There's "no one size fits all" template for ensuring an insurance programme meets every requirement for every business.

As a business owner or director you will need to work closely with those in your senior management team and a trusted professional adviser to tailor any risk management and insurance programmes to meet the needs of your business. But lets first go back a step.

In the previous two posts we spoke about why insurance and risk management matters, and that it often needs a rethink to set the right foundation for enabling growth. How do you go about making sure your plans meet your needs? Here's a simple three step system you can work through with your team to ensure its efficacy:

Step 1. Identification Phase - What do you need to protect?

Some risks will threaten the survival of your business whilst others, although undesirable, will have less impact. During this stage you should establish what assets - both tangible and intangible - you must ensure are protected.

Its important to:

  • Understand the business requirements - now and in the future
  • Consider assets beyond buildings and stock, such as key personnel, reputation and brand. Think through: the potential impact of a loss of data; your ability to relocate or replace plant and machinery; how robust your suppliers are; and the strength of your relationship with key customers
  • Review or create a risk register, which will inform your decision making and provide a checklist for the final programme
  • Consider talking to and or contracting a specialist risk management company.

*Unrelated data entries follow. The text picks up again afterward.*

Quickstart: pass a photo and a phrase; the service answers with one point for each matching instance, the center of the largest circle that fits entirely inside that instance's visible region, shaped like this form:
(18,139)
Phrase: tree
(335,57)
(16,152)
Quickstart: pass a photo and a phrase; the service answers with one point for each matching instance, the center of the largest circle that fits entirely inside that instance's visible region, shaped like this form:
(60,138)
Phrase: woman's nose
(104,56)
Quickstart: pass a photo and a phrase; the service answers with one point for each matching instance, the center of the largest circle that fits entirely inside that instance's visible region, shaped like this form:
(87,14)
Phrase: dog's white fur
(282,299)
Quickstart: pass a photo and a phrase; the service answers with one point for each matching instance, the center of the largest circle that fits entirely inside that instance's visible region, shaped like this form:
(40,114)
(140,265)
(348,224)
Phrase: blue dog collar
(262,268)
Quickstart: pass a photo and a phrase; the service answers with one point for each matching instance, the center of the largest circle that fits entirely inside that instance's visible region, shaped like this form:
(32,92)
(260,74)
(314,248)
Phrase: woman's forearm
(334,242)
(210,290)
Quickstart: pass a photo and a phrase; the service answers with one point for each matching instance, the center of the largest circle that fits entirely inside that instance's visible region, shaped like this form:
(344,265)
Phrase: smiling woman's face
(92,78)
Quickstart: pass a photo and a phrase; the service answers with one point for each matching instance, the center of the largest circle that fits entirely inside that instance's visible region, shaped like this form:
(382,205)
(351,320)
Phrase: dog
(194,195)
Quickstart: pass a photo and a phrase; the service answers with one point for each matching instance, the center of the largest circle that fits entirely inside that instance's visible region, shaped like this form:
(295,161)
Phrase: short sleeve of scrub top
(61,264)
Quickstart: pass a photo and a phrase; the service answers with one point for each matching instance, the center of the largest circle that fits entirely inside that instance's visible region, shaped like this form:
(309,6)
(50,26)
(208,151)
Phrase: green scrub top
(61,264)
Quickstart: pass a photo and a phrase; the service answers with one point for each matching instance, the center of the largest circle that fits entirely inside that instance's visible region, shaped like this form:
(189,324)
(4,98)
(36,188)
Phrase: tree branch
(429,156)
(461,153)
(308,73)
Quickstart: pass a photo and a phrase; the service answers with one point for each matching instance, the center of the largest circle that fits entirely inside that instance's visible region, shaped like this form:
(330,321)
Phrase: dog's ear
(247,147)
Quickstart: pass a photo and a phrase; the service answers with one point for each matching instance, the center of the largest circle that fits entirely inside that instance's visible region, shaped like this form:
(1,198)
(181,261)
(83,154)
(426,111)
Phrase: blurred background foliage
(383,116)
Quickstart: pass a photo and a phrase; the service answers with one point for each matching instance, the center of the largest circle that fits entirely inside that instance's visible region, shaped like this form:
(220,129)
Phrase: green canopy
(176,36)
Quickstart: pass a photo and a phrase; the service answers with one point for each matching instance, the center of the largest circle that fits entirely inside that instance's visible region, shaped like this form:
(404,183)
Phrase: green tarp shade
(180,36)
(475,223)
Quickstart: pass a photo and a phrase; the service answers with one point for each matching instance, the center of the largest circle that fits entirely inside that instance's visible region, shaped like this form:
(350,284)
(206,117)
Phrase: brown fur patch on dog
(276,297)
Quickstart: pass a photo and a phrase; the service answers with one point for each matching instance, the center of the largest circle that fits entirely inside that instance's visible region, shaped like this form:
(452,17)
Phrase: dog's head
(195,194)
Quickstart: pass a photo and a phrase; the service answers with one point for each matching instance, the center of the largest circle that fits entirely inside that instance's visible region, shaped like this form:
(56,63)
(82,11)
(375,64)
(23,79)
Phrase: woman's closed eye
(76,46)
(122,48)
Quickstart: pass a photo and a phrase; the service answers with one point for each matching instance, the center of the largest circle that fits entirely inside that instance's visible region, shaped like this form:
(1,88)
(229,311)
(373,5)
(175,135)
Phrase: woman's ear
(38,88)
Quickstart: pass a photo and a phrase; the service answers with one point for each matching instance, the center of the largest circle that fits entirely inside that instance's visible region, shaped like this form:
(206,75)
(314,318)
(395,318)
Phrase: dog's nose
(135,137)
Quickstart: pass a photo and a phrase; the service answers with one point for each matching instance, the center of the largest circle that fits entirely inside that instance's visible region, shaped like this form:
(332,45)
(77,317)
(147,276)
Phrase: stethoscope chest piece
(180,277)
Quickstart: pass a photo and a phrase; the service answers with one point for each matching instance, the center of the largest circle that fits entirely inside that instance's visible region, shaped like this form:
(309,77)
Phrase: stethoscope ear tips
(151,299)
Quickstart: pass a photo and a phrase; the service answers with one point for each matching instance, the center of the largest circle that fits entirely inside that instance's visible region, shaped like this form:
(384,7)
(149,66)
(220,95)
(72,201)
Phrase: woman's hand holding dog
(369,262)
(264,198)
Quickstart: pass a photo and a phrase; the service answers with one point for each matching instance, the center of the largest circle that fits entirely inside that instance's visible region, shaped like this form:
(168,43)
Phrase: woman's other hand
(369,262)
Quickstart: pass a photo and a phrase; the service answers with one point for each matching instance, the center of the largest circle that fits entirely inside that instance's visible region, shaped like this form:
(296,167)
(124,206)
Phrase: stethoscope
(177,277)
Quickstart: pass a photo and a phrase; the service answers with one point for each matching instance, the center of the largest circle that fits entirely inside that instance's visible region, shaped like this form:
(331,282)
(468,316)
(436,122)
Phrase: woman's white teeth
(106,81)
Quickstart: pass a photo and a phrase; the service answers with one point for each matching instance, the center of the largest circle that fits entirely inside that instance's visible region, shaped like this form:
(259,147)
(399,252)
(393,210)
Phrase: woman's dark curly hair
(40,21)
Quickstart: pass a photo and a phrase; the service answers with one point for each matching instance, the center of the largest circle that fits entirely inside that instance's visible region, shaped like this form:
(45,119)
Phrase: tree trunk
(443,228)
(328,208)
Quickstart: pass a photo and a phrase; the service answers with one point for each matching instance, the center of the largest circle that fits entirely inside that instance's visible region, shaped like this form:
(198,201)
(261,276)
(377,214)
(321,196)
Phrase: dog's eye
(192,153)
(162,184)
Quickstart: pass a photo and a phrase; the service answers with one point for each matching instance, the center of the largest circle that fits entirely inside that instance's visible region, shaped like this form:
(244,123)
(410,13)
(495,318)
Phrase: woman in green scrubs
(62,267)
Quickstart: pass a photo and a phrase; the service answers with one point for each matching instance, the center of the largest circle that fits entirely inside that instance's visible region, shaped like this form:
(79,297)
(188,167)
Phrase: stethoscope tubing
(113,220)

Step 2. Evaluation Phase - What are the threats to your business?

Once you have established what you need to protect you can begin to consider what threatens these items.

Its important to:

  • Evaluate the risks. Identify the real risks and threats, which will go beyond the traditional fire, flood and theft.
  • Evaluate risk appetite. What risk can your business potentially manage and how would an impact here affect your strategy?
  • Consider risk mitigation. What are the available options?
  • What risks are to large and need to be transferred to an insurer?

Step 3. Control Phase - What are the potential solutions to the threats your business faces?

This phase is about ensuring that you have coverage and mitigation for risks, without gaps or overlaps. Often this final step will need the most assistance from a broker/adviser to understand what is available and what gaps that product may leave behind. (Remember these policies are often large and complex and the right advice will save you in the long run)

Its important to:

  • Consider both insurance and non-insurance solutions
  • Assess the credentials of your professional partners
  • Know your risk mitigation programme
  • Own relationships with your adviser, insurers and other partners. (Remember your all part of team)
  • Take a proactive approach to claims. Notify your adviser, mitigate further loss and manage the process and timeline.

As the previous post about rethinking your needs mentions insurance is often one of the largest commercial contracts you may enter into and there's some common barriers to getting it right. Insurance is about protecting a companys balance sheet by transferring risk to a secure partner, to do this you need a robust and fit for purpose programme that meets the real world needs. One of the common limitations is the perception of its worth: Remember Think Value - Not Cost.